Mas os serviços de Proteção Social Básica (como os CRAS e os Serviços de Convivência e Fortalecimento de Vínculos) e de Proteção Social Especial (em que se incluem os CREAS) sofreram um corte brutal de 99%. Esse corte implica na diminuição da rede socioassistencial, que atende famílias privadas do acesso à renda mínima, desempregados e desempregadas, indivíduos com trabalhos precarizados, crianças e adolescentes com direitos violados, pessoas em situação de rua, idosos e pessoas com deficiência – que dependem desta política para acessar um mínimo de proteção.
As mulheres sofrem de forma mais acentuada os impactos da redução das políticas sociais, uma vez que ainda são a maioria responsável pelos cuidados de crianças e idosos, e pela manutenção da casa. A Pesquisa Nacional por Amostra de Domicílios Contínua 2017 (PNAD Contínua), divulgada pelo IBGE, aponta que, em 2017, as mulheres continuaram a trabalhar 20,9 horas por semana em afazeres domésticos e no cuidado de pessoas, quase o dobro das 10,8 horas dedicadas pelos homens.
Esse drástico cenário tende a piorar. A dotação orçamentária de 2018 já se mostrou insuficiente para a manutenção dos serviços socioassistenciais. Porém para o próximo ano, a previsão é de corte de quase 50% no orçamento total proposto pelo Conselho Nacional de Assistência Social.

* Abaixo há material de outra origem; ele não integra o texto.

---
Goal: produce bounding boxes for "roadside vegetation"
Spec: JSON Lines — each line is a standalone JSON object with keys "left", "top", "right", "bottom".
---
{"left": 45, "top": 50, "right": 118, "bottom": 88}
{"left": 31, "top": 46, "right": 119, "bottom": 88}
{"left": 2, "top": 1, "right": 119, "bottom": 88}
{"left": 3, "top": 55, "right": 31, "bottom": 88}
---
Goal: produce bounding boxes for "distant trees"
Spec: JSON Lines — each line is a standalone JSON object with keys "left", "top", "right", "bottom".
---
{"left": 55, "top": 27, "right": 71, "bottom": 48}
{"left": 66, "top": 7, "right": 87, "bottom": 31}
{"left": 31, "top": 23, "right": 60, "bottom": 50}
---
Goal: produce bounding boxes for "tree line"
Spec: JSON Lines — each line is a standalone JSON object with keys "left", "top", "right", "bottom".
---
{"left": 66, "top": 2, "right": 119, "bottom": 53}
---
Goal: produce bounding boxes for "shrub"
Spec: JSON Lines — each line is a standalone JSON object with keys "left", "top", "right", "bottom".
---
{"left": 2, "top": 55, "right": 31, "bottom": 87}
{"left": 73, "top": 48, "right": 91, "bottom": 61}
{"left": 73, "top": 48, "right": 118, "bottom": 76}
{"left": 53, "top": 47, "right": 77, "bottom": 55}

Reduzir pela metade os investimentos na Política de Assistência Social afeta diretamente os usuários desta política, famílias e indivíduos que enfrentam diariamente dificuldades, decorrentes da pobreza, da discriminação, das desigualdades sociais e das situações de risco. É o desmonte de uma rede de proteção sistematizada e construída durante anos para conter os índices tão graves de desigualdade social no Brasil.
O MTD, enquanto movimento urbano, hasteia suas bandeiras por moradia, trabalho, soberania alimentar e condições de vida digna aos trabalhadores e trabalhadoras, e reafirma a luta permanente pela Seguridade Social, contra a retirada de direitos!
Direito de trabalhar! Trabalhar com direitos!